Growth, Inflation & Policy
- 4Q saw scattered economic improvement as recession fears subsided across global markets. Hopes for a 2020 rebound rest on the historic policy reversal and restart of “QE” by the U.S. Fed and continued monetary stimulus from the ECB, BoJ and PBoC.
- Global inflation picking up in the intermediate-term with most core measures in the U.S. trending higher. Developed market inflation, however, will remain structurally constrained by poor demographics and high debt levels.
- Global monetary policy environment is increasingly supportive, but focus will now shift to whether recent increases in inflation will limit that support.
- The outcome of the closely-watched U.S. presidential election will likely only be seen as disruptive if Elizabeth Warren or Bernie Sanders are elected.

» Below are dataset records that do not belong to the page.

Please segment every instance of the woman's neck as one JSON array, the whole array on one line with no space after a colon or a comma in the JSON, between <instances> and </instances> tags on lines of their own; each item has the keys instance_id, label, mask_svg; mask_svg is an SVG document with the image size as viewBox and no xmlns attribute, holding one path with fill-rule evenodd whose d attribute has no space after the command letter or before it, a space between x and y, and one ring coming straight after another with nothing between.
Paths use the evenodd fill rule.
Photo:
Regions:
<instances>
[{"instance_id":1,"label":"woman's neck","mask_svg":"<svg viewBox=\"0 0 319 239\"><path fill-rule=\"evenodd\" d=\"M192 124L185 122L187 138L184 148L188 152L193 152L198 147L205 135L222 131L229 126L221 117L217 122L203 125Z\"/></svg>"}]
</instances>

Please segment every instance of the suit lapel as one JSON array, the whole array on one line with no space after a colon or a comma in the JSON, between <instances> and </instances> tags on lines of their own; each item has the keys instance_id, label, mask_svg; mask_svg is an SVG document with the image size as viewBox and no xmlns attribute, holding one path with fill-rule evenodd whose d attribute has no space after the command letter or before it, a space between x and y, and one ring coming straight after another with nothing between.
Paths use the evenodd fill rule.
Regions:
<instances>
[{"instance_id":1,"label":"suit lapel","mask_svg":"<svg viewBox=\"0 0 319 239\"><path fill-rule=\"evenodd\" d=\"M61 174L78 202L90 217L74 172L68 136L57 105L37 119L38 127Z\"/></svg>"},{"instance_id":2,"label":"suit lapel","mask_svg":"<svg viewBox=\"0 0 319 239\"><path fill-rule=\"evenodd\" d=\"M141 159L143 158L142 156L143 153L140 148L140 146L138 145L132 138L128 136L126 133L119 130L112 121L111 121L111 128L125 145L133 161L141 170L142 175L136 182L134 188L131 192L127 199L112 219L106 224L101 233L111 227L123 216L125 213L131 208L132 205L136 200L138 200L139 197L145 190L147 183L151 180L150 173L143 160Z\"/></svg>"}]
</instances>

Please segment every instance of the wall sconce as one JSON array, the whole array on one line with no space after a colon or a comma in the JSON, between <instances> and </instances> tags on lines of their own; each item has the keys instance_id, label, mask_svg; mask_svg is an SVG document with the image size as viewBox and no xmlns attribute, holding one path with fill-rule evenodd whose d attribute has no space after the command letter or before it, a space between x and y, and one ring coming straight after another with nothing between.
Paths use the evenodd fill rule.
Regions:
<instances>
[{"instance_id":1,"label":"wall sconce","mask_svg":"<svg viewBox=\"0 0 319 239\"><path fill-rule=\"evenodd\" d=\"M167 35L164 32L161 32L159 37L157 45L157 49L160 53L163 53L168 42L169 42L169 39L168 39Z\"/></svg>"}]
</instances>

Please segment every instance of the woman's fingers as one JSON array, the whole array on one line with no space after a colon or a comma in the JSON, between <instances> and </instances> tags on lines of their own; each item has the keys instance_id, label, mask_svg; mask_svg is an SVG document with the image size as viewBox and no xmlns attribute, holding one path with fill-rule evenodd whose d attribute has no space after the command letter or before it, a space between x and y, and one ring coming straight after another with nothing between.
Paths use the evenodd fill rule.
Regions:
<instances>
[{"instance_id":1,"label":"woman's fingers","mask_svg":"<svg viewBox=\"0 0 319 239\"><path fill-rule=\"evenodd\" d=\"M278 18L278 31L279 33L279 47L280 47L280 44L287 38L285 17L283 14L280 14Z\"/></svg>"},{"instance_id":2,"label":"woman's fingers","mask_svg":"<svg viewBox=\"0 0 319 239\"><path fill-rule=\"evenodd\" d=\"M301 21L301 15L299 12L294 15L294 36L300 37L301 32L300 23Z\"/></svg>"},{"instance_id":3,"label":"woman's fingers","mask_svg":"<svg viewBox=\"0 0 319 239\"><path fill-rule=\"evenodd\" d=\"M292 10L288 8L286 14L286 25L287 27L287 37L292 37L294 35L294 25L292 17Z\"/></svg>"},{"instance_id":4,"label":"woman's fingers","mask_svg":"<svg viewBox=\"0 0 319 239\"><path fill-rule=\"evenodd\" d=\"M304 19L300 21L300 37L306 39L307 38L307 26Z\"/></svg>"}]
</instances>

- U.S. equity valuations in top-quintile imply muted forward long-term returns substantially below those of the last decade. The tactical outlook will be impacted by interest rate and “QE” backdrop and multiple expansion if the cycle continues, especially in “story” stocks.

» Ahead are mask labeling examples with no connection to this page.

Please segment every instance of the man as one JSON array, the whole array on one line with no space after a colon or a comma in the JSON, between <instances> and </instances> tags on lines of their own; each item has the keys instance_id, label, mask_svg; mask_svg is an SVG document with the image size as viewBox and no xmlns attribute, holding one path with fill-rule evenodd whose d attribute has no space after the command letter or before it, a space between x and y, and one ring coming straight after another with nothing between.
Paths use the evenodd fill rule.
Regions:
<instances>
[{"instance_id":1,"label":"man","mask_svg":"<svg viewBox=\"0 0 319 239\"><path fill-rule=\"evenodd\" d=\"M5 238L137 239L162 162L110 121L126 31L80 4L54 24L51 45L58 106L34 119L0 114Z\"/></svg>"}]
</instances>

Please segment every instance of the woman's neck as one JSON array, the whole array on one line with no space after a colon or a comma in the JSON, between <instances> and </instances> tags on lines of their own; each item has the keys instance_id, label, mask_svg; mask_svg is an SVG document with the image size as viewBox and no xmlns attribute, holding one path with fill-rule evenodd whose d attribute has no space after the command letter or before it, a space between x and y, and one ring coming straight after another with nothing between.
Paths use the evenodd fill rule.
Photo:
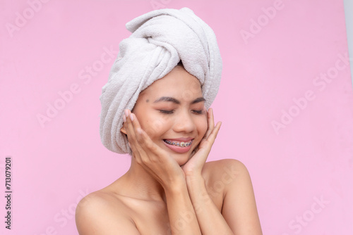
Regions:
<instances>
[{"instance_id":1,"label":"woman's neck","mask_svg":"<svg viewBox=\"0 0 353 235\"><path fill-rule=\"evenodd\" d=\"M116 193L136 199L165 202L162 185L131 158L130 169L113 184L116 184Z\"/></svg>"}]
</instances>

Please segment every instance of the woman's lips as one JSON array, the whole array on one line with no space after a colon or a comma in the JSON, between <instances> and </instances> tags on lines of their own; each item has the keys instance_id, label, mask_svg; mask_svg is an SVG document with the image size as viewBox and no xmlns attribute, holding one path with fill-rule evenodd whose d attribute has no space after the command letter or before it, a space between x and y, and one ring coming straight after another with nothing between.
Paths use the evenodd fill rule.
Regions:
<instances>
[{"instance_id":1,"label":"woman's lips","mask_svg":"<svg viewBox=\"0 0 353 235\"><path fill-rule=\"evenodd\" d=\"M183 139L184 140L184 139ZM191 141L190 141L191 140ZM167 144L166 141L168 141L170 142L174 142L174 143L180 143L181 142L184 142L185 144L190 144L189 146L184 146L184 147L181 147L181 146L176 146L176 145L172 145L172 144ZM190 138L189 141L176 141L176 139L173 141L173 139L164 139L163 140L163 142L164 143L164 144L168 147L170 149L172 149L172 151L174 151L174 152L176 152L176 153L186 153L188 152L190 148L191 148L191 144L192 144L192 139ZM181 145L183 145L183 143L181 143ZM185 146L185 145L184 145Z\"/></svg>"}]
</instances>

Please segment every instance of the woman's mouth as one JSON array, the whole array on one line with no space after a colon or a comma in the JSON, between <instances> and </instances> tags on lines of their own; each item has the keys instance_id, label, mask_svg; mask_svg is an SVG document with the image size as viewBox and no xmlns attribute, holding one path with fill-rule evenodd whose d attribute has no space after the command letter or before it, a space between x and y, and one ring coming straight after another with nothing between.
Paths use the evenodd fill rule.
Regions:
<instances>
[{"instance_id":1,"label":"woman's mouth","mask_svg":"<svg viewBox=\"0 0 353 235\"><path fill-rule=\"evenodd\" d=\"M176 140L172 139L163 139L163 141L165 143L165 145L174 151L174 152L179 153L186 153L190 150L191 144L193 142L193 139L190 139L188 141L179 141Z\"/></svg>"}]
</instances>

- Lower valuations for international developed equity will not be enough to materially overcome slowing growth, poor demographics, heightened geopolitical risk and trade tensions.
- Long-term return expectations for emerging market equity remain relatively stable as higher growth and less foreign consumption dependency should drive earnings growth in excess of developed peers; tactical outlook has improved as Fed pivot to more QE and deficits should limit dollar strength.

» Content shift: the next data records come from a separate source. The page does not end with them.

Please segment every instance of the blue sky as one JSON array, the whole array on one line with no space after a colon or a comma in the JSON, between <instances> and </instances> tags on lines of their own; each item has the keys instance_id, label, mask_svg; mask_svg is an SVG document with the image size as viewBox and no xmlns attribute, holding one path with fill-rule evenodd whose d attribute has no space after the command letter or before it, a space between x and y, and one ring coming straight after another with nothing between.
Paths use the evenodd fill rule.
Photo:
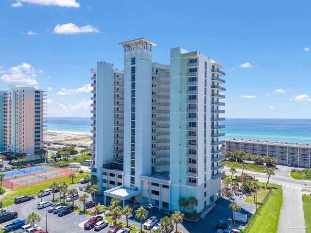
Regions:
<instances>
[{"instance_id":1,"label":"blue sky","mask_svg":"<svg viewBox=\"0 0 311 233\"><path fill-rule=\"evenodd\" d=\"M120 42L144 37L225 67L228 118L311 118L311 2L0 1L0 90L48 90L49 116L88 116L90 68L123 68ZM65 89L64 89L65 88Z\"/></svg>"}]
</instances>

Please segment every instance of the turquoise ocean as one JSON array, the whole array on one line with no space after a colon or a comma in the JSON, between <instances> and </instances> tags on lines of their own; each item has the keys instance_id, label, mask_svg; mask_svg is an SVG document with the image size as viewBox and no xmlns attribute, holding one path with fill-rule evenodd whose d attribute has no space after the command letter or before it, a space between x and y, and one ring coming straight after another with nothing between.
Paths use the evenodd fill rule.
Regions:
<instances>
[{"instance_id":1,"label":"turquoise ocean","mask_svg":"<svg viewBox=\"0 0 311 233\"><path fill-rule=\"evenodd\" d=\"M90 123L89 117L48 117L48 130L89 133ZM311 119L226 118L224 123L224 139L311 144Z\"/></svg>"}]
</instances>

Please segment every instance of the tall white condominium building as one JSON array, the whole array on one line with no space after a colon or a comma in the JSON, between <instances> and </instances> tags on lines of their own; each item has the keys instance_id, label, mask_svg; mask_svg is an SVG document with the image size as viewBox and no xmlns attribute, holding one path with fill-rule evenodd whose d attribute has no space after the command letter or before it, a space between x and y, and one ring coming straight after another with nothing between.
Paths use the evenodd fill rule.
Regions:
<instances>
[{"instance_id":1,"label":"tall white condominium building","mask_svg":"<svg viewBox=\"0 0 311 233\"><path fill-rule=\"evenodd\" d=\"M24 153L39 158L45 119L42 90L19 85L0 92L0 152ZM13 157L14 157L14 154Z\"/></svg>"},{"instance_id":2,"label":"tall white condominium building","mask_svg":"<svg viewBox=\"0 0 311 233\"><path fill-rule=\"evenodd\" d=\"M156 45L143 38L120 44L124 72L106 62L91 69L91 174L105 201L173 211L193 197L200 212L220 197L224 174L224 67L180 48L171 50L170 65L153 63Z\"/></svg>"}]
</instances>

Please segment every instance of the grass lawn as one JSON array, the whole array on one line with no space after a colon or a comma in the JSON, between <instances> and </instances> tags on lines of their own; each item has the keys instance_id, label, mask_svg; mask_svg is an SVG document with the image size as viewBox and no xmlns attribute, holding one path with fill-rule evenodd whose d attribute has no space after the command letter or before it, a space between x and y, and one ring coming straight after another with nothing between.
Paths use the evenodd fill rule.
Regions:
<instances>
[{"instance_id":1,"label":"grass lawn","mask_svg":"<svg viewBox=\"0 0 311 233\"><path fill-rule=\"evenodd\" d=\"M311 196L302 196L302 207L305 216L305 226L307 227L306 232L311 231Z\"/></svg>"},{"instance_id":2,"label":"grass lawn","mask_svg":"<svg viewBox=\"0 0 311 233\"><path fill-rule=\"evenodd\" d=\"M237 162L232 162L232 161L225 161L225 166L228 167L234 167L236 169L242 169L242 165L244 164L246 166L246 168L244 170L247 170L250 171L256 171L257 172L266 172L266 169L267 169L267 167L263 165L258 165L254 163L238 163ZM274 169L273 167L272 167L271 169Z\"/></svg>"},{"instance_id":3,"label":"grass lawn","mask_svg":"<svg viewBox=\"0 0 311 233\"><path fill-rule=\"evenodd\" d=\"M260 203L261 201L262 201L262 200L268 192L268 189L264 189L261 188L260 189L257 190L257 204ZM244 200L244 202L255 205L255 202L254 202L254 193L252 192L251 196L247 197L245 200Z\"/></svg>"},{"instance_id":4,"label":"grass lawn","mask_svg":"<svg viewBox=\"0 0 311 233\"><path fill-rule=\"evenodd\" d=\"M80 181L86 175L86 173L78 173L77 177L73 179L73 183L71 184L71 179L69 176L64 176L59 179L54 179L48 181L41 183L35 183L32 185L22 187L16 189L11 190L7 189L3 198L2 205L3 207L12 205L14 203L14 198L22 195L36 195L40 189L47 189L50 185L53 182L59 182L61 180L62 182L68 183L69 185L77 183L77 182ZM1 197L1 196L0 196ZM51 195L52 198L52 195ZM0 199L0 201L2 200Z\"/></svg>"},{"instance_id":5,"label":"grass lawn","mask_svg":"<svg viewBox=\"0 0 311 233\"><path fill-rule=\"evenodd\" d=\"M258 184L265 185L265 183L258 182ZM249 233L269 232L276 233L278 226L278 219L283 202L282 186L276 184L268 184L273 188L273 192L263 206L253 226L248 232Z\"/></svg>"}]
</instances>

- Higher EBITDA multiples and robust private equity fundraising imply lower net fund multiples than the last decade.
Fixed Income & Credit
- A structural ceiling on developed market rates from demographics and debt overhang could get tested by supply/demand imbalances.
- The quality and stability of global credit markets has been negatively impacted by multi-year period of negative real rates and reach for yield.
- Higher leverage, lower underwriting standards and limited covenants will pressure default and recovery rates and increase deal complexity during the next U.S. credit downturn. We believe issues will be most acute in the U.S. loan market (although pricing on the margin has improved as loans have trailed).
- Higher yield in hard currency emerging market sovereign debt almost completely offset by expected increase in defaults. At >350 bp spread over emerging markets and generally lower duration, frontier market debt offers a more compelling risk-return.
- U.S. commercial private and listed real estate cycle peaked/peaking from a cap rate perspective, but strong demand and stable NOIs/yields should contribute to mid-single-digit gains. Rising yields and/or an economic slowdown represent key downside risks.
- Wide dispersion and muted returns expected in commodity futures on slower global growth and negative roll yield environment (-3%).
- MLPs attractively priced with more sustainable self-funded yields. ▪ Gold will continue to benefit if pool of negative-yielding sovereign debt—now at $12 trillion—grows.
- Across most hedge fund and liquid alternative categories, near record low hurdle rate/opportunity cost of U.S. and global core 60/40 portfolios (expected 10-year nominal returns of 3.5% and 2.9%, respectively) and higher expected volatility are offset by high fees and declining manager alphas.
- Value-biased long/short equity managers appear well-positioned to benefit from higher volatility and mean reversion of style and sector trends.
- The closed-end funds space is widely unattractive as discounts have closed to less than historical averages across almost all sectors but energy.
- Unrealistic expectations for forward returns based on the last 10 years pose a significant risk for U.S. investors. Current low bond yields and high equity valuations will result in 10-year forward returns 3-4% below those of the last 10 years. As evidence, over the last 20 years, diversification across asset classes and geographies with regular rebalancing has delivered higher returns and less risk than U.S. stocks.
- Cash and short-term bonds do not have the explicit convexity of tail risk hedges, but they have implicit convexity (“shadow value”) if used tactically to deploy into potential future dislocations. Unlike most other hedges, cash and short-term bonds have very low fees and liquidity risk.